A Tutorial on


High-Performance and Smart Networking Technologies for HPC and AI


In conjunction with SCA/HPCAsia 2026


Monday, January 26, 2026, 9:30 - 12:30 Japan Time


Osaka, Japan


by


Dhabaleswar K. Panda, Benjamin Michalowicz


The Ohio State University

Abstract

As InfiniBand (IB), High-speed Ethernet (HSE), RoCE, and Omni-Path technologies mature, they are being used to design and deploy various High-End Computing (HEC) systems: HPC clusters with GPGPUs supporting MPI, Storage and Parallel File Systems, Cloud Computing systems with SR-IOV Virtualization, Grid Computing systems, and Deep Learning systems.

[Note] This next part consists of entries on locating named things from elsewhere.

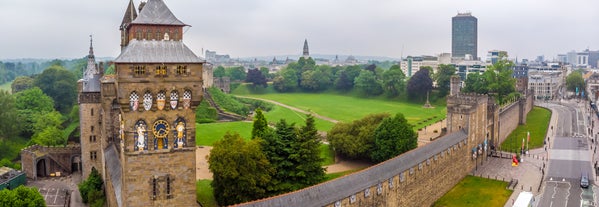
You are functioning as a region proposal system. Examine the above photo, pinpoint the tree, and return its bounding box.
[370,113,418,162]
[382,65,406,97]
[327,114,389,160]
[435,64,456,97]
[262,119,301,194]
[225,66,246,81]
[0,90,20,141]
[10,76,33,94]
[354,70,383,96]
[77,167,105,206]
[408,69,433,98]
[208,133,275,206]
[212,65,225,78]
[273,68,297,92]
[31,127,67,146]
[289,115,325,187]
[34,65,77,113]
[245,69,268,88]
[0,186,46,207]
[252,108,270,139]
[566,71,585,92]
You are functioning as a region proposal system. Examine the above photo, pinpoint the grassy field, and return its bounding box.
[232,85,447,128]
[196,122,252,146]
[196,180,218,207]
[0,81,12,93]
[433,176,513,207]
[501,107,551,152]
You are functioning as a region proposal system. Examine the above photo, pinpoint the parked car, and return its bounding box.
[580,173,589,188]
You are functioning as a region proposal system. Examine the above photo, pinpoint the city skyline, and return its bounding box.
[0,0,599,60]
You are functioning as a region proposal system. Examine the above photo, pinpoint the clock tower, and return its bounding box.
[98,0,205,206]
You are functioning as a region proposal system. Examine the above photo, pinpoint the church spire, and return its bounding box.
[83,35,101,92]
[303,39,310,58]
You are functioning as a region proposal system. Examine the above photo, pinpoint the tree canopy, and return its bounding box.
[208,133,275,206]
[370,113,418,162]
[408,68,433,99]
[34,65,77,113]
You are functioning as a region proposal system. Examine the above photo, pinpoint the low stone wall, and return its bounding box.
[238,131,482,207]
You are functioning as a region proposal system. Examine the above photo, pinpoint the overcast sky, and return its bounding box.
[0,0,599,59]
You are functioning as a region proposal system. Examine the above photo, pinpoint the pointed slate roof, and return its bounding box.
[114,39,206,63]
[83,35,101,92]
[132,0,188,26]
[121,0,137,29]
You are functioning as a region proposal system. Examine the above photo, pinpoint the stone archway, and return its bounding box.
[71,155,81,173]
[35,158,48,177]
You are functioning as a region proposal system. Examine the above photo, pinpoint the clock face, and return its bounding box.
[153,120,170,138]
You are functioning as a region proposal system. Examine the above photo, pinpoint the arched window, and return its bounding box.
[173,117,187,149]
[129,91,139,111]
[156,91,166,110]
[133,119,148,151]
[144,91,152,111]
[183,90,191,109]
[170,91,179,110]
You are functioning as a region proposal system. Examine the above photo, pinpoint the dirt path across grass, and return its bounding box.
[234,95,339,124]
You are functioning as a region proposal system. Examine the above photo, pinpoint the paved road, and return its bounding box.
[538,102,595,207]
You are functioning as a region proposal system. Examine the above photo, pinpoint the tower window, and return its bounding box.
[166,176,171,199]
[133,65,146,75]
[177,65,187,75]
[155,65,166,76]
[152,178,158,200]
[89,151,98,160]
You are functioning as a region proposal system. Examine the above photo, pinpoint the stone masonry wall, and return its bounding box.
[122,148,197,206]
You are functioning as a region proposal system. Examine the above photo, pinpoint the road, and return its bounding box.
[538,102,596,207]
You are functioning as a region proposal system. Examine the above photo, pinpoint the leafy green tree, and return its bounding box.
[0,186,46,207]
[225,66,246,81]
[262,119,301,194]
[566,71,585,92]
[462,73,489,94]
[208,133,275,206]
[408,69,433,99]
[212,66,226,78]
[14,87,60,137]
[252,108,270,139]
[370,113,418,162]
[435,64,456,97]
[245,69,268,88]
[382,65,406,97]
[354,70,383,96]
[335,70,354,91]
[0,90,20,141]
[289,115,325,187]
[34,65,77,113]
[78,168,105,206]
[273,68,298,92]
[10,76,33,94]
[327,114,389,160]
[31,127,67,146]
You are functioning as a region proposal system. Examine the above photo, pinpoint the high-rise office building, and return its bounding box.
[451,12,478,59]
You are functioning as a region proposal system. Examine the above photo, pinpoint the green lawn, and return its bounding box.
[196,122,252,146]
[501,107,551,152]
[196,180,218,207]
[232,85,447,128]
[0,81,12,93]
[433,175,513,207]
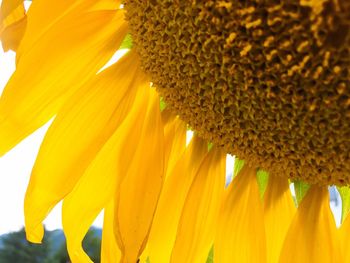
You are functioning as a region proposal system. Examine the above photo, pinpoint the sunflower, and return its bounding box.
[0,0,350,263]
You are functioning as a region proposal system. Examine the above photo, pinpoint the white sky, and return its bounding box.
[0,0,341,235]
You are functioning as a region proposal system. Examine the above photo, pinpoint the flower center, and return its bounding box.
[125,0,350,185]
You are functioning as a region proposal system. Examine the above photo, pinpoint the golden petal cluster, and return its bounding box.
[0,0,350,263]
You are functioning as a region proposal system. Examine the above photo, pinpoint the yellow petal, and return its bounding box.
[0,0,27,51]
[16,0,120,61]
[101,200,121,263]
[279,186,345,263]
[264,176,296,263]
[25,52,145,245]
[162,109,187,176]
[62,81,149,262]
[114,89,164,263]
[338,211,350,262]
[171,148,226,263]
[0,0,23,20]
[214,165,267,263]
[148,136,208,263]
[0,6,127,158]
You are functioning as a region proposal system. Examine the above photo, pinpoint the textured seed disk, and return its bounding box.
[125,0,350,185]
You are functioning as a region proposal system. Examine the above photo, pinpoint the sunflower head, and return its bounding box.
[125,0,350,185]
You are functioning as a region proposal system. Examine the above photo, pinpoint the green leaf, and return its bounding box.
[233,157,244,177]
[119,34,132,49]
[206,246,214,263]
[337,186,350,222]
[256,169,269,199]
[294,181,310,205]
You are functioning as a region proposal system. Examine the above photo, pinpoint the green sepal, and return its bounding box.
[256,169,269,199]
[294,181,310,205]
[337,186,350,222]
[119,34,132,49]
[233,157,244,177]
[160,97,166,112]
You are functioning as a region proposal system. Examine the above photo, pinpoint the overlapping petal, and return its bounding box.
[114,89,165,263]
[0,1,127,155]
[148,135,208,262]
[170,148,226,263]
[279,186,345,263]
[25,52,145,245]
[101,202,121,263]
[62,85,149,262]
[0,0,27,51]
[264,176,296,263]
[162,109,187,177]
[214,165,267,263]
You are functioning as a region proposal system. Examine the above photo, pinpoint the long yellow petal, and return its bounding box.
[0,4,127,155]
[170,148,226,263]
[214,165,267,263]
[148,136,208,263]
[114,89,164,263]
[162,109,187,177]
[62,85,150,262]
[25,52,145,242]
[101,200,121,263]
[338,210,350,262]
[0,0,27,51]
[264,176,296,263]
[279,186,345,263]
[16,0,120,61]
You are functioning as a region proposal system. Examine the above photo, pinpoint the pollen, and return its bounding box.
[125,0,350,185]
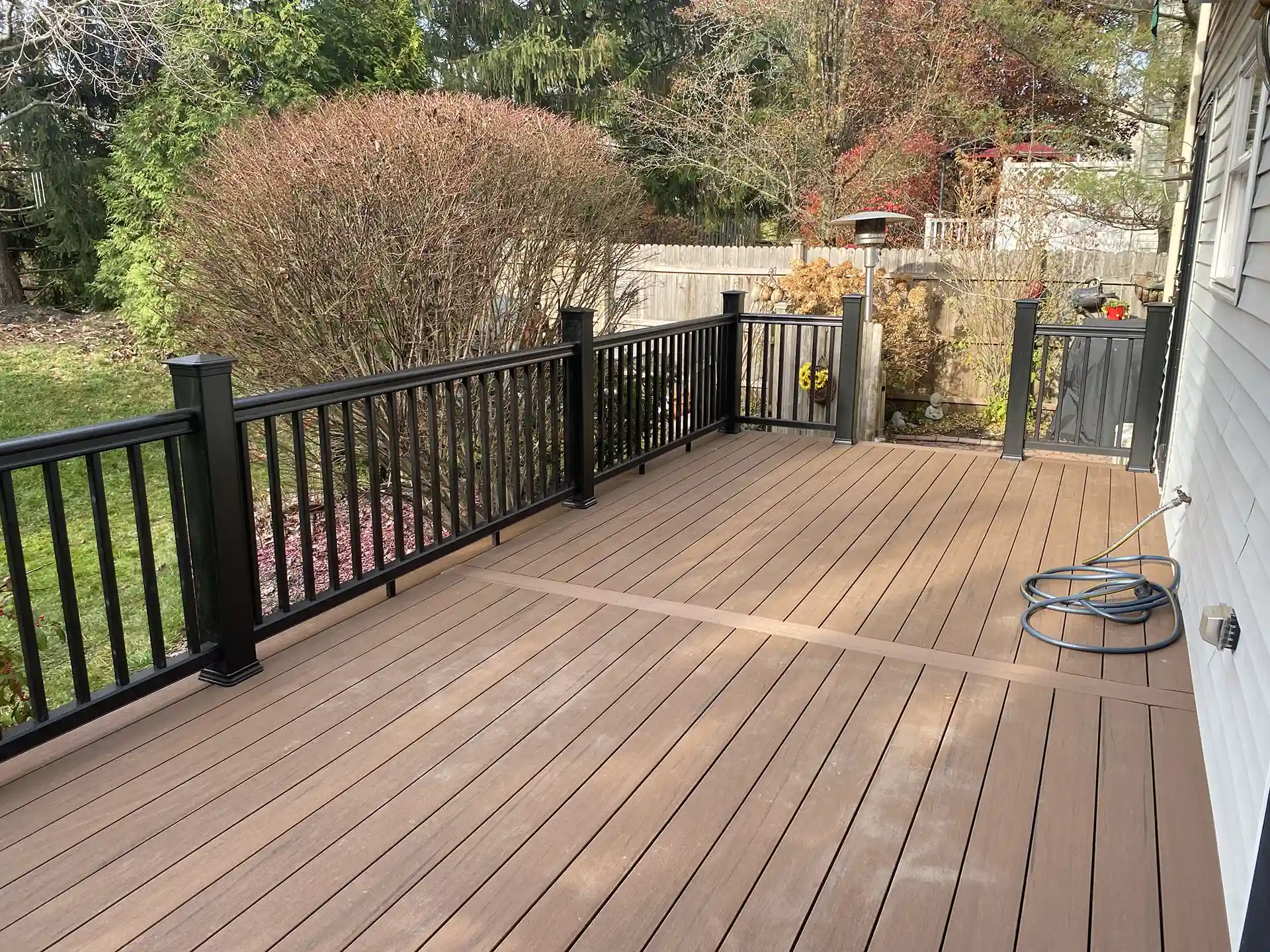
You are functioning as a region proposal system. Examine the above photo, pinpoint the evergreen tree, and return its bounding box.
[423,0,689,120]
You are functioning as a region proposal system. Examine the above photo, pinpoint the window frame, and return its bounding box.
[1209,56,1267,303]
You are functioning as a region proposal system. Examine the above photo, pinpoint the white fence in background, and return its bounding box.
[922,214,997,251]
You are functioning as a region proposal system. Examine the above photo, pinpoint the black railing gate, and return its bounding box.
[1002,299,1172,472]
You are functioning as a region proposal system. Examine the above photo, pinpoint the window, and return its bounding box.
[1213,63,1265,291]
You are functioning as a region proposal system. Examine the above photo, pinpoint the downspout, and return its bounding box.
[1164,3,1213,301]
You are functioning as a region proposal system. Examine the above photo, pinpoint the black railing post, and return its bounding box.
[560,307,595,509]
[1001,298,1042,459]
[722,291,745,433]
[1126,303,1173,472]
[833,294,865,447]
[165,354,261,686]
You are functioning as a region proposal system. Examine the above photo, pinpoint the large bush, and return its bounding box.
[161,94,643,387]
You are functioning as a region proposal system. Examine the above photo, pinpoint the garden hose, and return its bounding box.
[1021,487,1191,655]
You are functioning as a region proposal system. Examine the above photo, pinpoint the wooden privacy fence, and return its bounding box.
[614,243,1166,404]
[620,243,1166,326]
[0,294,863,759]
[1001,299,1172,472]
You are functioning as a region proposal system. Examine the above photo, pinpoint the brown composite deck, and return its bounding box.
[0,433,1227,952]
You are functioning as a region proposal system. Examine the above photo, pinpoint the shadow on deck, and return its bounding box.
[0,433,1227,952]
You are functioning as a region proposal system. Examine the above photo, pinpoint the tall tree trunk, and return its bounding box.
[0,229,26,307]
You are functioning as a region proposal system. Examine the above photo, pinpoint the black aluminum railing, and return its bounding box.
[595,315,736,476]
[0,410,211,752]
[233,342,578,637]
[740,294,864,442]
[0,298,859,759]
[1002,299,1172,472]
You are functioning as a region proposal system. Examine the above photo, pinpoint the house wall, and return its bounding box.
[1164,3,1270,948]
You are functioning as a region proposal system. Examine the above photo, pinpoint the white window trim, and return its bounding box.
[1209,57,1267,303]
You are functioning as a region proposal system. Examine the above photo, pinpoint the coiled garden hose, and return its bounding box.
[1021,487,1191,655]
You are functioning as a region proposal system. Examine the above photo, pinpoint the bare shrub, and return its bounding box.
[780,258,943,389]
[163,94,643,389]
[940,156,1076,425]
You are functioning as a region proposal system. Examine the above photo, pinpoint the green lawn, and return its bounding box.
[0,340,184,726]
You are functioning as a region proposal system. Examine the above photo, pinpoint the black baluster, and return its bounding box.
[446,381,464,538]
[362,396,384,569]
[166,436,200,655]
[127,444,167,669]
[428,383,446,545]
[84,453,131,687]
[291,410,318,602]
[508,367,522,510]
[341,400,362,579]
[0,469,48,721]
[42,462,93,705]
[402,387,423,552]
[384,392,405,563]
[264,416,291,612]
[461,377,476,528]
[236,422,264,623]
[476,373,494,522]
[318,405,339,590]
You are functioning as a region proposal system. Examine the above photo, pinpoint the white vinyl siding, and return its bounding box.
[1164,3,1270,948]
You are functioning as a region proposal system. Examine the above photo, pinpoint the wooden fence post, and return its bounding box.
[1001,298,1040,459]
[1125,303,1173,472]
[560,307,595,509]
[164,354,261,687]
[833,294,865,446]
[722,291,745,433]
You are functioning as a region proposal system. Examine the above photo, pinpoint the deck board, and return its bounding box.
[0,433,1226,952]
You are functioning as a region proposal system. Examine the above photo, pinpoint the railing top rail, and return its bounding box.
[1037,317,1147,339]
[233,342,578,422]
[740,311,842,327]
[595,313,733,348]
[0,410,194,471]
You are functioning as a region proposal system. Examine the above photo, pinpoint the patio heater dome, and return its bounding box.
[829,212,913,247]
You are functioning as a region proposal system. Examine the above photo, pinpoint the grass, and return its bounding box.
[0,340,184,726]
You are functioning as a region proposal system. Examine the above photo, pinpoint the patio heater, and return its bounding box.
[829,212,913,321]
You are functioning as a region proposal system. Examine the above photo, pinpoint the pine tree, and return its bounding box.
[423,0,689,120]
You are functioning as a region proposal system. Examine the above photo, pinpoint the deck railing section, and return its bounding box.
[739,294,864,443]
[233,342,577,637]
[595,315,736,476]
[0,410,214,752]
[1002,299,1172,472]
[0,298,860,759]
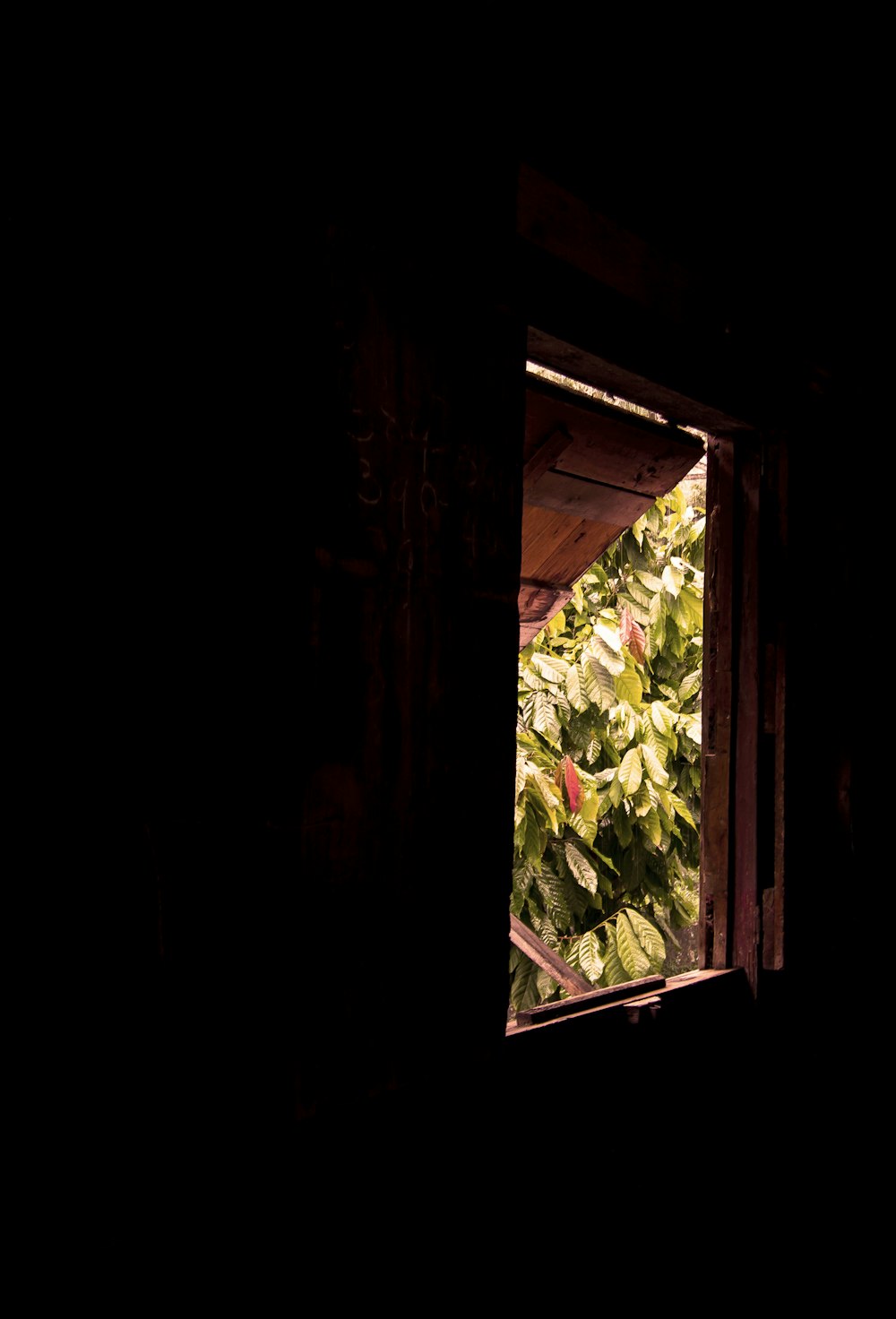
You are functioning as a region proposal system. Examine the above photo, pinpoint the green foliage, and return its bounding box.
[511,487,706,1011]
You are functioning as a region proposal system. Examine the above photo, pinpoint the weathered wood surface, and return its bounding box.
[698,439,734,968]
[522,469,654,522]
[525,378,703,500]
[731,453,762,992]
[516,976,667,1025]
[772,446,788,970]
[511,913,594,995]
[527,326,750,438]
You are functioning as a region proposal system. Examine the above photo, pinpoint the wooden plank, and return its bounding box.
[522,425,573,488]
[773,444,788,970]
[520,504,628,586]
[522,470,654,528]
[511,913,594,995]
[731,453,762,992]
[516,976,667,1025]
[698,439,734,970]
[527,381,703,498]
[527,326,752,438]
[517,583,573,651]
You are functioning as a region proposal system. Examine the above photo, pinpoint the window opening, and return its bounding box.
[508,361,711,1025]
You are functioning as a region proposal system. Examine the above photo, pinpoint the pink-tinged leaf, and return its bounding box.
[564,755,582,811]
[628,618,647,663]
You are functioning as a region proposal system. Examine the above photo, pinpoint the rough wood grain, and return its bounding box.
[511,914,594,995]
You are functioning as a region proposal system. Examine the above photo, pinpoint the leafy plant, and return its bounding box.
[509,487,706,1011]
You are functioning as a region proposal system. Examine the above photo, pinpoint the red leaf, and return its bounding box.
[564,755,582,811]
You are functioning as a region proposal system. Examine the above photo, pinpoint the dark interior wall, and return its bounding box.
[116,143,525,1151]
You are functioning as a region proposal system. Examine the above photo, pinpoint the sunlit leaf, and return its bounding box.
[625,908,667,970]
[600,925,633,987]
[530,651,569,683]
[678,668,703,702]
[616,656,644,706]
[566,839,598,893]
[617,746,642,797]
[642,743,669,788]
[562,755,582,811]
[566,663,590,713]
[616,911,652,980]
[642,806,662,847]
[650,701,676,733]
[575,930,603,984]
[662,564,685,596]
[594,620,623,654]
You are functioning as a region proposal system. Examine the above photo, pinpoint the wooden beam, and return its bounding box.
[522,470,659,528]
[511,913,594,995]
[698,439,734,970]
[731,453,762,993]
[516,976,665,1025]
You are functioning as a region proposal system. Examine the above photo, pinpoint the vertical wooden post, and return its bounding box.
[698,439,734,968]
[731,453,762,993]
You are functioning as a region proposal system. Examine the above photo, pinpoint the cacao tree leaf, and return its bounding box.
[642,806,662,847]
[616,656,644,706]
[617,746,642,797]
[594,618,623,654]
[628,620,647,663]
[642,743,669,788]
[530,651,569,685]
[625,908,667,975]
[662,564,685,598]
[566,663,590,713]
[575,930,603,984]
[616,911,650,980]
[562,755,585,811]
[600,925,632,988]
[566,839,598,893]
[650,701,676,733]
[678,668,703,704]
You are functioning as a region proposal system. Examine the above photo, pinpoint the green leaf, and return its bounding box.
[672,797,697,830]
[583,636,625,674]
[642,743,669,788]
[511,958,541,1012]
[566,663,590,713]
[594,620,623,654]
[616,909,650,980]
[564,839,598,893]
[627,582,654,609]
[617,746,642,797]
[581,651,625,710]
[678,668,703,703]
[577,930,603,984]
[650,701,676,733]
[662,564,685,596]
[602,925,632,987]
[525,763,561,833]
[625,908,667,970]
[616,654,644,706]
[530,651,569,683]
[642,806,662,847]
[612,810,634,847]
[534,871,573,930]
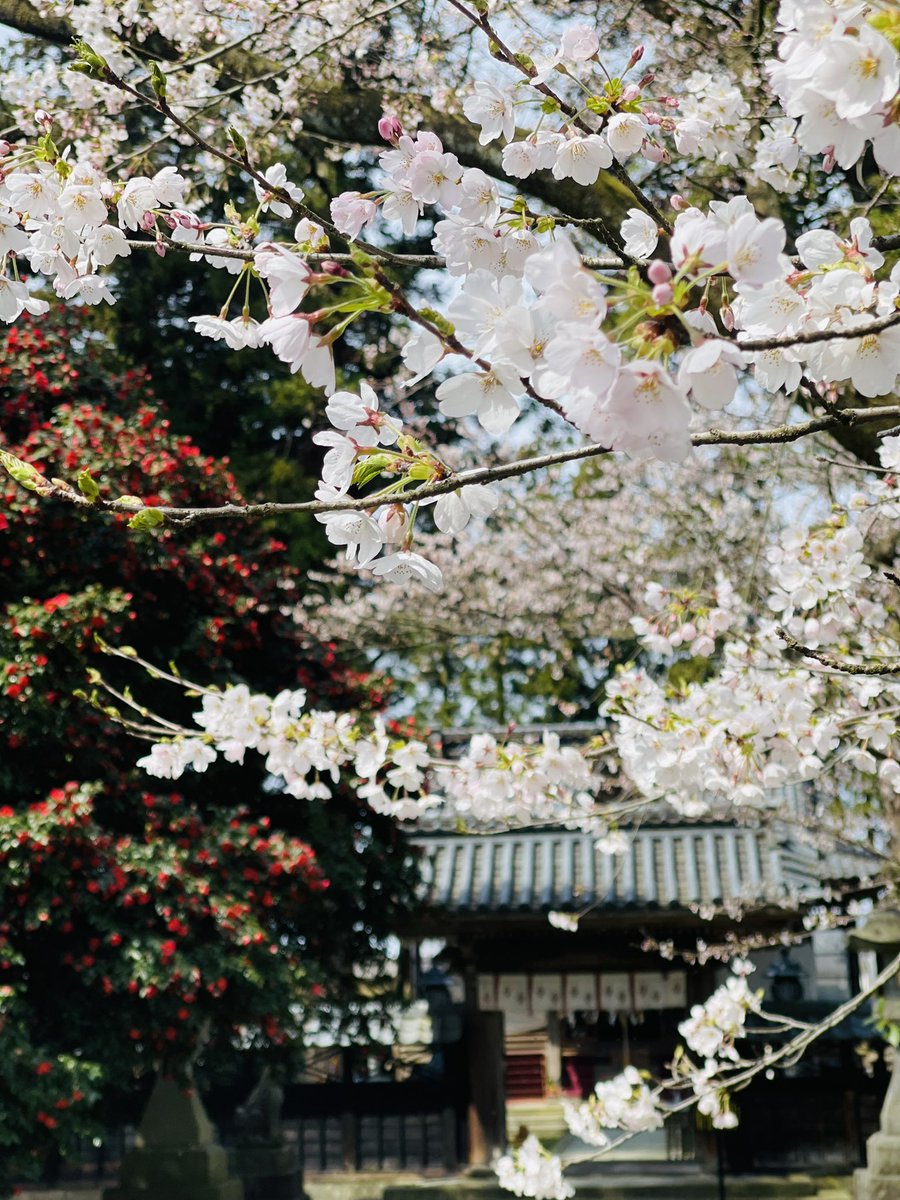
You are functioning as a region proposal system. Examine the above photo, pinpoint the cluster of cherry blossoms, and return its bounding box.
[563,1067,662,1147]
[606,436,900,816]
[494,1134,575,1200]
[554,959,760,1171]
[767,0,900,175]
[138,684,609,828]
[313,383,499,592]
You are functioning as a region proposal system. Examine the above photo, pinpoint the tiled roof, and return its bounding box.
[413,823,854,914]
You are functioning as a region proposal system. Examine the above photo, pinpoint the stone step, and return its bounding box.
[382,1164,840,1200]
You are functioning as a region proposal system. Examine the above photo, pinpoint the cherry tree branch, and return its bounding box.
[778,625,900,676]
[7,404,900,526]
[738,311,900,352]
[449,0,672,243]
[565,954,900,1166]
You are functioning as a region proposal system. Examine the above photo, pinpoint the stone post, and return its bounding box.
[853,1055,900,1200]
[103,1075,244,1200]
[232,1067,304,1200]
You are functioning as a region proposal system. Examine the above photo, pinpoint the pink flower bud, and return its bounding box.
[378,113,403,145]
[641,138,668,162]
[319,259,350,280]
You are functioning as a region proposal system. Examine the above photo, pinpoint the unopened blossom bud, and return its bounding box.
[319,259,350,280]
[378,504,409,545]
[378,113,403,145]
[641,138,668,162]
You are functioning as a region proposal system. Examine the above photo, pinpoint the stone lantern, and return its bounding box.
[848,908,900,1200]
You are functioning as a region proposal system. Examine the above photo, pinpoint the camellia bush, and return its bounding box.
[0,310,415,1177]
[0,0,900,1196]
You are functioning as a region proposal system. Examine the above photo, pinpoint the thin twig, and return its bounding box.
[778,625,900,676]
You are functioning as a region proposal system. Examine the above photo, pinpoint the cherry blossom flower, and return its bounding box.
[434,484,500,535]
[253,162,304,221]
[462,80,516,146]
[253,242,312,317]
[619,209,659,258]
[372,550,444,592]
[331,192,378,241]
[549,133,612,186]
[434,365,520,434]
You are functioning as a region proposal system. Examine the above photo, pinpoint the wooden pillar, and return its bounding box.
[466,1009,506,1166]
[544,1012,563,1090]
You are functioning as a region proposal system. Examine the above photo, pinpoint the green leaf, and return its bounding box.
[128,509,166,532]
[150,62,166,104]
[0,450,53,496]
[78,470,100,503]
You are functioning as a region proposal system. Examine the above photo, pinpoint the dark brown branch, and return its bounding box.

These systems are bringing new challenges in terms of performance, scalability, portability, reliability and network congestion. Many scientists, engineers, researchers, managers and system administrators are becoming interested in learning about these challenges, approaches being used to solve these challenges, and the associated impact on performance and scalability. This tutorial will start with an overview of these systems. Advanced hardware and software features of IB, Omni-Path, HSE, and RoCE and their capabilities to address these challenges will be emphasized. Next, we will focus on Open Fabrics RDMA and Libfabrics programming, and network management infrastructure and tools to effectively use these systems. A common set of challenges being faced while designing these systems will be presented. Case studies focusing on domain-specific challenges in designing these systems, their solutions and sample performance numbers will be presented. Finally, hands-on exercises will be carried out with Open Fabrics and Libfabrics software stacks and Network Management tools.

Outline

Presenters

Dhabaleswar K. Panda

Dhabaleswar K. Panda

DK Panda is a Professor and University Distinguished Scholar of Computer Science and Engineering at the Ohio State University. He is serving as the Director of the ICICLE NSF-AI Institute (https://icicle.ai). He has published over 500 papers. The MVAPICH MPI libraries, designed and developed by his research group (http://mvapich.cse.ohio-state.edu), are currently being used by more than 3,450 organizations worldwide (in 93 countries). More than 1.95 million downloads of this software have taken place from the project's site. This software is empowering many clusters in the TOP500 list. High-performance and scalable solutions for DL/ML frameworks from his group are available from https://hidl.cse.ohio-state.edu. Similarly, scalable and high-performance solutions for Big Data and Data science frameworks are available from https://hibd.cse.ohio-state.edu. Prof. Panda is an IEEE Fellow, an ACM Fellow, and the recipient of the 2022 IEEE Charles Babbage and 2024 TCPP Outstanding Service and Contribution Awards. More details about Prof. Panda are available at http://www.cse.ohio-state.edu/~panda.

Benjamin Michalowicz

Benjamin Michalowicz

Ben Michalowicz is a 5th year PhD student at the Ohio State University under Prof. DK Panda in the Network-Based Computing Laboratory. His research interests lie include high-performance computing (HPC), parallel architectures, network-based computing for HPC, and parallel programming environments. Specifically, he is interested in efficiently offloading workloads to Smart Network Cards like NVIDIA's BlueField DPUs. Ben actively contributes to the MVAPICH software.